Aside from price, that is the only thing keeping people buying print books over ebooks, which makes it all the more amazing when digital copies supplant physical copies in the marketplace as consumers choose to make the switch.
For example, much of non-fiction has been eaten by the web, and several genres (romance, thriller, SF) have gone digital to varying degrees. These are all categories where the use (reading) is valued more than ownership.
The researchers also helped explain why some creators profit off of memorabilia as much as from selling their content; it’s because fans value the physical good more than the digital, while non-fans do not.
This difference in ownership also allows us to identify when people will value digital goods no less than physical goods. Because ownership entails a link between a person and an object, we found the gap in their value increased when that link was easy to form and disappeared when that link was hard to establish. Participants valued a physical copy of The Empire Strikes Back more than a digital copy, for instance, only if they considered the Star Wars series to be films with which they strongly identified. Participants who weren’t Star Wars fans valued physical and digital copies similarly.

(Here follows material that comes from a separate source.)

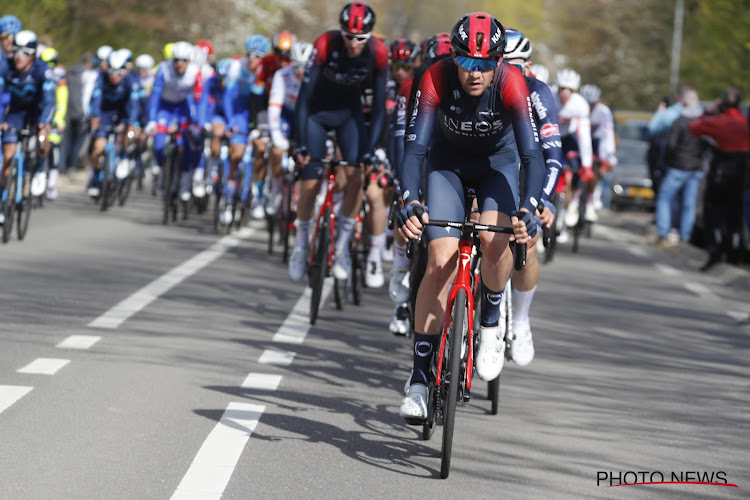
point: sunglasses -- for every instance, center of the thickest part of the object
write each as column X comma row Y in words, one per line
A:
column 351, row 37
column 476, row 64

This in part explains why the collectibles market has waves where old toys suddenly become desirable and valuable, only to lose much of that value a decade later; it’s because the buyers for any particular wave are all of an age group that wants to recapture a memory from their childhood, so they all suddenly want to buy the same toy.
There’s also something this research doesn’t quite get at but is worth mentioning here, and that is the impact on print book sales versus digital.
All the industry trade press is trying to convince us that ebook sales have plateaued, and that the market is stable. This research, on the other hand. shows that there is little keeping people buying print books other than the artificially inflated price of ebooks from legacy publishers.
The book fetishists are wrong; people don’t value a physical copy more than digital except where they have an emotional connection to the story or creator.
That suggests that the market is less a stable equilibrium than ripe for another wave of disruption. All it will take is one really good reason, and people will switch to digital and not look back.